Question

I'm wondering if it's possible to access internal class variables from other project in c#. I know that is impossible in regular use, I explain it below.

I have one project (P1 [class library]) containing those classes...

internal class Settings
{
    public static long size {get;set;}

    public static DoSomethingInternalOnly()
    {
    }
}

public class Program
{
    public static Main()
    {

    }
}

... and another one (P2) containing:

public class Program
{
    public static Main()
    {
        //P1.CopyOfSettings.size = 2048; ???
    }
}

In Settings class I store internal variables (and methods) for app which cannot be visible from other projects. But those settings need to be passed somehow from P2 to P1 so I need second class "Settings2" in P2 containing the same variables (variables only!) as "Settings" with public keyword.

I feel that creating several classes containing the same variables is a waste of time and makes code unreadable. Is there better way to accomplish this?

Was it helpful?

Solution

You can use the InternalsVisibleTo attribute and provide the name of a specific assembly that can see the internal types in your assembly.

That being said.. I think you are bordering on over-designing this. If the Settings class belongs only to Assembly A... don't put it in Assembly B... put it in Assembly A.

OTHER TIPS

Yes it is, using InternalsVisibleTo, but I would only recommend doing this for Unit Test projects.

Otherwise, you should extract a common interface, make it public and put it in a separate assembly that can be references by both projects.

You could make all the properties of the interface read-only so that the consumer cannot change them.

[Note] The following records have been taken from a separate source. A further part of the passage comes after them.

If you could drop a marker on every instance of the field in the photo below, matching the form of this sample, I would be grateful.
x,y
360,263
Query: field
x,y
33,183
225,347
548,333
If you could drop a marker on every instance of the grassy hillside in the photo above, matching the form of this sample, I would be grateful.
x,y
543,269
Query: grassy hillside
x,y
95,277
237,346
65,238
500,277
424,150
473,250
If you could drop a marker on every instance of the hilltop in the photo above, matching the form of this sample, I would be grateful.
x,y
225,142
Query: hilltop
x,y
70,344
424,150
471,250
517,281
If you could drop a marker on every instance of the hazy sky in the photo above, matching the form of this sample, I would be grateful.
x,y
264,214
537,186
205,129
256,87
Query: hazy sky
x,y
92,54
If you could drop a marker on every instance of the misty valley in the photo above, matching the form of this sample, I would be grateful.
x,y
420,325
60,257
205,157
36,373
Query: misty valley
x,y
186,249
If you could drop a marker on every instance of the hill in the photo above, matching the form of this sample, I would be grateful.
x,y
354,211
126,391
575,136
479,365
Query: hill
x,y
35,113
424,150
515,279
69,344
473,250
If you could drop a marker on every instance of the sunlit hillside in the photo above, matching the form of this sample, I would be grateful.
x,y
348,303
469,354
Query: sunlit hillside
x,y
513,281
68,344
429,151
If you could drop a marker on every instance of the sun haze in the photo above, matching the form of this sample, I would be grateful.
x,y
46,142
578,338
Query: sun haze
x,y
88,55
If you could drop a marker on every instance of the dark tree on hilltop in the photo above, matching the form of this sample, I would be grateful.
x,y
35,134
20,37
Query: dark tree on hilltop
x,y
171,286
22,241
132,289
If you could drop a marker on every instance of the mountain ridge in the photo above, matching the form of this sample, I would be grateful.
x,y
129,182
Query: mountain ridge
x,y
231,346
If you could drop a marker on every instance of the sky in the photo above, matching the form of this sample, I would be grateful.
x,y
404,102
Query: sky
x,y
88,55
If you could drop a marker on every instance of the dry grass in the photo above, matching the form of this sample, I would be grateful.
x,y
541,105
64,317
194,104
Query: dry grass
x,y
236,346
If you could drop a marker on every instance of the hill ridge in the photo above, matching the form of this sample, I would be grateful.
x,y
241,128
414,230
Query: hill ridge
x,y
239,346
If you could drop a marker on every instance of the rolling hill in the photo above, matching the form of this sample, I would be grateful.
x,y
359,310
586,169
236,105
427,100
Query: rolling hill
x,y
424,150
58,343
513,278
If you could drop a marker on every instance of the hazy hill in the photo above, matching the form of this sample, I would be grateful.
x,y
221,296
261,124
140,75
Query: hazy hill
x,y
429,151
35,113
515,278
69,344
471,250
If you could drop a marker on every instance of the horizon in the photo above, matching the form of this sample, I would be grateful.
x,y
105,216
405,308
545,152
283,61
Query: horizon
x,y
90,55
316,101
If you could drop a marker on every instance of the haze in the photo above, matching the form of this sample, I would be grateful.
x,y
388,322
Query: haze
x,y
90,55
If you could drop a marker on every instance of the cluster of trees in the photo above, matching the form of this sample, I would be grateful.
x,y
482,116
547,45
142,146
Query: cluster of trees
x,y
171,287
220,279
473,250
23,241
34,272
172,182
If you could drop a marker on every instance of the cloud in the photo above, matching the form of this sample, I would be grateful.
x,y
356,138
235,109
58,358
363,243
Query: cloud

Project containing the internal

In the .csproj:

<PropertyGroup>
  <AssemblyName>CompanyName.ProjectName</AssemblyName>
  <RootNamespace>CompanyName.ProjectName</RootNamespace>
</PropertyGroup>
<ItemGroup>
  <AssemblyAttribute Include="System.Runtime.CompilerServices.InternalsVisibleToAttribute">
    <_Parameter1>CompanyName.ProjectNameTest</_Parameter1>
  </AssemblyAttribute>
</ItemGroup>

Project wishing to access the internal

In the .csproj:

<PropertyGroup>
  <AssemblyName>CompanyName.ProjectNameTest</AssemblyName>
  <RootNamespace>CompanyName.ProjectNameTest</RootNamespace>
</PropertyGroup>

That is the point of internal modifier - to not allow this. Either change it to public or use some kind of proxy class to expose the functionality you need to the outer world.